Несчастный живёт так, как будто хочет сбежать, а счастливый так, как будто жить ему здесь вечно… но так как всё уходит, и жизнь тоже, несчастный счастлив от того, что у него есть выбор — его последнее прибежище, а счастливый — окажется без выбора несчастным, потому что ему бежать некуда.
Его настоящее имя было — Ли Юн Фан — и он пришёл в этот денежный мир, чтобы его уничтожить. Яростный кулак и поклонник Дао, он не любил лжи и притворства, а тем паче — искусственных рамок, налагаемых людьми друг на друга.
Чем бы он ни занимался, как бы он ни жил, — он всюду встречал сопротивление, как будто его хотели сломать, а он не ломался, трудился и шёл. Куда? По своему Пути, начертанному собственной рукой, в те области, где нет покоя. По своему Пути?
Он выходил из дома в Гонконге, куда приехал накануне да поселился, но уже успел не ужиться с <главными хозяевами> этого района. <Хозяева> неправы — он с ними общался без обиняков — они ему угрожали, — как он, американский актёр, сможет жить? Они ломали и убивали…
Здесь были кланы и группировки, всё было поделено на районы, и Ли Юн Фан должен был платить в своём районе дань. Или — если несогласен — драться. И умереть. Умереть?
Ли умел драться. Он занимался с детства. Его достижения удивляли, а чаще — приводили в шок несведущих в боевых искусствах зрителей. Как будто бы благодаря кун-фу он сам попал в кино. Как будто бы. Благодаря известности и славе…
- Несправедливо, — выжал Ли подошедшим к нему браткам с бамбуковыми палками, с нунчаками, которые они крутили в руках.
- Что ты сказал? — осклабился тип с золотым блеском изо рта. — Ты ищешь справедливости? Вы слышали, а? — обернулся золотозубый к двоим <собратьям>. И хихикнул: — Ха…
<Братья> хихикнули почти синхронно. Хихикнули с чувством хвастливого превосходства, которое у них было: они так думали. Но не успели они закрыть рты — как оказались на земле, в грязи, с разбитыми носами и губами. Так быстро выдал дань связной — за справедливость, против мира, Ли.
Он был китайцем, и был из традиционной семьи. Его отец и его мать были богаты, они могли путешествовать по странам. Он родился в Америке. Потом жил в Гонконге. Потом — продал непродаваемое в Голливуд.
Аврал да жадность, тупость да торговля небом, — было и будет, и сделало его кумиром, и он попробовал на себе вкус славы, — довольно отвратный вкус. Он выходил бороться с чудовищем, но вышел в итоге заложником — коварной киноиндустрии, — что может быть хуже продажи души?
Оставив нунчаки и бамбуковые палки на месте расплаты с братками, Ли отправился на съёмки фильма. Он обретался в кромешной, хищной бездне, был потерянным — несчастный, победивший в бою себя. Не сладко, чтобы жить. <В бою смерти я не увидел лишь Пути>.
Его положение не навевало положительностей. Их у врагов не было. Он же чувствовал себя крайне швах — и у него не было сил. Он пришёл на съёмки своего последнего фильма, у него страшно ломило голову, к нему подошёл какой-то тип…
- Ты что, самый сильный?
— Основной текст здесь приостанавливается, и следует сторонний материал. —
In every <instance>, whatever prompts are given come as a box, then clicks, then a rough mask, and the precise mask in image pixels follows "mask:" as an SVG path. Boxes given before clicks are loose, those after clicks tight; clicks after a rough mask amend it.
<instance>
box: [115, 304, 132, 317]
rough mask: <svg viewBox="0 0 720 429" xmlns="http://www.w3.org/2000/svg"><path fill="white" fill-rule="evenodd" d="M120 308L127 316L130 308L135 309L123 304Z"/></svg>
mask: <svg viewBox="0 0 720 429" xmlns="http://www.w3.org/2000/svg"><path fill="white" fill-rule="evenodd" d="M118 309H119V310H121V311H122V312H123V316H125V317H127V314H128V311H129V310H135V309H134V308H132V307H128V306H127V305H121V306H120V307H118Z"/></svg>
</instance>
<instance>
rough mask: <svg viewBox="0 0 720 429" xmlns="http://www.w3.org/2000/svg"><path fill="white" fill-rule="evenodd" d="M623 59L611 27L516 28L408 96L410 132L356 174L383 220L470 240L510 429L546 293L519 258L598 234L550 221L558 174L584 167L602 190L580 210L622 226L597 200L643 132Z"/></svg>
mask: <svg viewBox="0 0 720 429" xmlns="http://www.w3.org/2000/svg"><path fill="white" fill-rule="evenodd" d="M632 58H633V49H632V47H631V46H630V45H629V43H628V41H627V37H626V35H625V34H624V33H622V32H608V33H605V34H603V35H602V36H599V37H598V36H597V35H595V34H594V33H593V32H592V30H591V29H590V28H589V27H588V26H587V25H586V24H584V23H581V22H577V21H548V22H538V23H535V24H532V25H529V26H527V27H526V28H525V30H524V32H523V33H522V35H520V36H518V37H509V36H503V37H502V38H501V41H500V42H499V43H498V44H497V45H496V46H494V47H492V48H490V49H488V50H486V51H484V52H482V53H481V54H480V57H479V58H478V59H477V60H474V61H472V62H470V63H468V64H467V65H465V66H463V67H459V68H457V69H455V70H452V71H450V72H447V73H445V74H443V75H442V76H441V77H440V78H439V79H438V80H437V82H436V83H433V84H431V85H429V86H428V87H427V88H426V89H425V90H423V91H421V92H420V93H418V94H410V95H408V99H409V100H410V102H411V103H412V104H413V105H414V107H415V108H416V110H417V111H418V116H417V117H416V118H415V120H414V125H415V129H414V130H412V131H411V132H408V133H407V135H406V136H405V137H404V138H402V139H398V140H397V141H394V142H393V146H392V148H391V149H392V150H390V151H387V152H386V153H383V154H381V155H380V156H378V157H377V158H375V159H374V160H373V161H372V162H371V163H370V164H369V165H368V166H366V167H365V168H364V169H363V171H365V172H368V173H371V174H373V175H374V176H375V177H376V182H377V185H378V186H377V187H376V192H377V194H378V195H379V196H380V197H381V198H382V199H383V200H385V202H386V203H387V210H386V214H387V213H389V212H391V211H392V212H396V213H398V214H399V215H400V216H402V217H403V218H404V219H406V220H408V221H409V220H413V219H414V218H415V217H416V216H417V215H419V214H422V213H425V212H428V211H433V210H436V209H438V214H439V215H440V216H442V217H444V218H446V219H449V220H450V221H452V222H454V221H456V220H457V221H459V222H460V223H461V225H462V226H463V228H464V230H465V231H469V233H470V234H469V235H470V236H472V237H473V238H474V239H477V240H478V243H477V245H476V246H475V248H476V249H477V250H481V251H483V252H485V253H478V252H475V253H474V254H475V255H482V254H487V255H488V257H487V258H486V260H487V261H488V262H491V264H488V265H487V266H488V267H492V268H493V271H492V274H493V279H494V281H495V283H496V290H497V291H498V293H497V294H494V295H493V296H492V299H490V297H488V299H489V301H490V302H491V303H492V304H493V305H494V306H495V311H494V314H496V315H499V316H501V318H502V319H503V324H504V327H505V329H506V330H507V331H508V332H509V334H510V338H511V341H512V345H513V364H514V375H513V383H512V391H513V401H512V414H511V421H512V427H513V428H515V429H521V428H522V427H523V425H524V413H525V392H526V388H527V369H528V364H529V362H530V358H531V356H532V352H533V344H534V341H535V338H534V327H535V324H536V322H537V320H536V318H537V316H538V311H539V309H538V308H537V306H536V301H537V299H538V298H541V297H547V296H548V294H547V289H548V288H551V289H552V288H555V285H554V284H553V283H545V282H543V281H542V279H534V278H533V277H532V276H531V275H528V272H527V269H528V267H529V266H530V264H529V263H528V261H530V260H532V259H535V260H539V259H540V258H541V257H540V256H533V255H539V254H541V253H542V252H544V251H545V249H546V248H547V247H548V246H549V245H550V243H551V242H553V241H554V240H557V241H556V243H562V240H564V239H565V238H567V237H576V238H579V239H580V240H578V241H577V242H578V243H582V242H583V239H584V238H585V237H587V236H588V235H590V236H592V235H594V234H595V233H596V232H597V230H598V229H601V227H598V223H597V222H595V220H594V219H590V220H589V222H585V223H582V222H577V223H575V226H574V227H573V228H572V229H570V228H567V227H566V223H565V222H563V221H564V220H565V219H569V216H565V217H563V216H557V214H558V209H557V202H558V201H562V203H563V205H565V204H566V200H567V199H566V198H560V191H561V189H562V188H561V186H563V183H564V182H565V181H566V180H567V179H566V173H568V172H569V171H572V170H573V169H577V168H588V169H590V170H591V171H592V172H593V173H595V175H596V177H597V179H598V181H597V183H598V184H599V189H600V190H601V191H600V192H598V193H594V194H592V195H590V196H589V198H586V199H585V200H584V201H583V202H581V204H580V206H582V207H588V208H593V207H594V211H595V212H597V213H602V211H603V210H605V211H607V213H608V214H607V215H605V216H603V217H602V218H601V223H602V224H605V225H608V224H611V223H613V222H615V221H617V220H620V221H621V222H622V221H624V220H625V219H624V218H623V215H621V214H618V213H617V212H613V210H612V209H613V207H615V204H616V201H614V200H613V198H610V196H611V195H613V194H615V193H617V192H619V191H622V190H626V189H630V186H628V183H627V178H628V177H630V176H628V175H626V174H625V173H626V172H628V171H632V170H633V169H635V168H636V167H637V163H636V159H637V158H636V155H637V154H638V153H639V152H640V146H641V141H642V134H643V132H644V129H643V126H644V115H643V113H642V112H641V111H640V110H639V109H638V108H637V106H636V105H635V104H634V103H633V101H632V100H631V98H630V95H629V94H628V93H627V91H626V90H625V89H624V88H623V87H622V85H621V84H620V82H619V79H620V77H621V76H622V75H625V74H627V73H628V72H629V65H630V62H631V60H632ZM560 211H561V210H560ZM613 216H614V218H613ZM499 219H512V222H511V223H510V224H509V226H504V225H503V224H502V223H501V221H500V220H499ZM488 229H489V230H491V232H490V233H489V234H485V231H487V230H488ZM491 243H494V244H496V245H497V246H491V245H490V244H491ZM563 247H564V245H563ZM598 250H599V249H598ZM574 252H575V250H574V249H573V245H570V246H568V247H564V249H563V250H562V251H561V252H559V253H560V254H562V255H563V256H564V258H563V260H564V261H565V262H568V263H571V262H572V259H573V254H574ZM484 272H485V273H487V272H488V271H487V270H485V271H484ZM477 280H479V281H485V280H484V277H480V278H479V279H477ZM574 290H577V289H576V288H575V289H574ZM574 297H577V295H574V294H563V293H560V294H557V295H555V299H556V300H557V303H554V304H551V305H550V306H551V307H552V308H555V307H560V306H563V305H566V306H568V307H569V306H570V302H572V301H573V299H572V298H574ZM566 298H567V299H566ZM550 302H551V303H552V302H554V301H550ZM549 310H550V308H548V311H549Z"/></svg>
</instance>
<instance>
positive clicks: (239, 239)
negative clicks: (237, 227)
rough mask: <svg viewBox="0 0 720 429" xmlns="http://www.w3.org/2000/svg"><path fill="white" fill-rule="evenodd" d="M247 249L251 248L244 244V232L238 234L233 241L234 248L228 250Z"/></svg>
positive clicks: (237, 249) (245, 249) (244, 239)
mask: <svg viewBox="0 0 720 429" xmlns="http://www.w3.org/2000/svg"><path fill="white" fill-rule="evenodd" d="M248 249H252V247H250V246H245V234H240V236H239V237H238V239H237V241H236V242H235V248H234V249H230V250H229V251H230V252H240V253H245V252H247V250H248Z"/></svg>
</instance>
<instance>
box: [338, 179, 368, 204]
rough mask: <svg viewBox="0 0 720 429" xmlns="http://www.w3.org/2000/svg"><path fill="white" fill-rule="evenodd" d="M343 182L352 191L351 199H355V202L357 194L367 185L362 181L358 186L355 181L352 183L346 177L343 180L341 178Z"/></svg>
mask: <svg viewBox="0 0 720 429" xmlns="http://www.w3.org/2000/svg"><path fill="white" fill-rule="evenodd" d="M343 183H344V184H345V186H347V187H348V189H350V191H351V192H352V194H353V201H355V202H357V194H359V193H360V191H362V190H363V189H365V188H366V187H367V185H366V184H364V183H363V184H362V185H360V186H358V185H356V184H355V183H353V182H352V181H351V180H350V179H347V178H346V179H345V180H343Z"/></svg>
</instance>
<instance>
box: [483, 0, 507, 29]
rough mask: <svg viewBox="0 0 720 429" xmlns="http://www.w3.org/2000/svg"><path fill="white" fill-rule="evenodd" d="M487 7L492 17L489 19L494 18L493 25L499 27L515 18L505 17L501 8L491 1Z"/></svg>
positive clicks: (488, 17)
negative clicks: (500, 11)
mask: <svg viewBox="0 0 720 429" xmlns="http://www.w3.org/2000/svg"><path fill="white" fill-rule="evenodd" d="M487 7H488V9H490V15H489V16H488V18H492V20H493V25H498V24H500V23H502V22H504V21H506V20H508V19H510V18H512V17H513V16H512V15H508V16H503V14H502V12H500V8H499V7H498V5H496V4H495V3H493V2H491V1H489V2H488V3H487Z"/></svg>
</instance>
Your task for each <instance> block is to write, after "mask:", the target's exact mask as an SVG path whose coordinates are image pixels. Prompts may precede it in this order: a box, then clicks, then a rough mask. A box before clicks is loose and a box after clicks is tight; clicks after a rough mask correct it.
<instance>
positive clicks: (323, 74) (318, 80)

Кинозвёзды все — трусы. Ну ударь меня, попробуй, — подначивал тот.
Ли ударил — не самым коварным ударом — да свалил <брата> в пыль. Тот еле приходил в себя, не помышляя ни до, ни вынужденно засим, как можно так быстро расправляться с противником — а Ли уже думал о том, как ему много придётся драться…
Он ошибался. Ему немного ведь осталось, — организм не выдерживал, душа стенала как резаный кот, — но Ли не обращал внимания на грани, которые бежал. Они его настигали. Он от них уходил. Они догоняли.
Вздыхали дюймы. Ведь шёл по лживому пути, и не ломаясь, но был загнанным, не наладил связь, — где хоть она в этом прогнившем мире? Его преследовал весь мир, вся система лжи и притворства, готовая убить кого угодно и сразу, — но у него была Ци…
Энергия его вдохновляла, — и кажется, да что там, видится наверняка, не будь она, он бы не был кумиром никогда — лишь позже он познал, что всё то, что его окружает, насквозь пропитано разлагающей коммерцией, и ему не под силу её победить…
Глядит судьба, не вниз тянется та, не воздвигнутая им идея. Ли с ней умрёт. Лучшей таблеточной смертью. Не отсняв должных плёнок. Не встретив блатного братка. Та — не встретила никакой связи в этом мире. Ли, уже проглотив таблетку, — держит Путь свой внутри.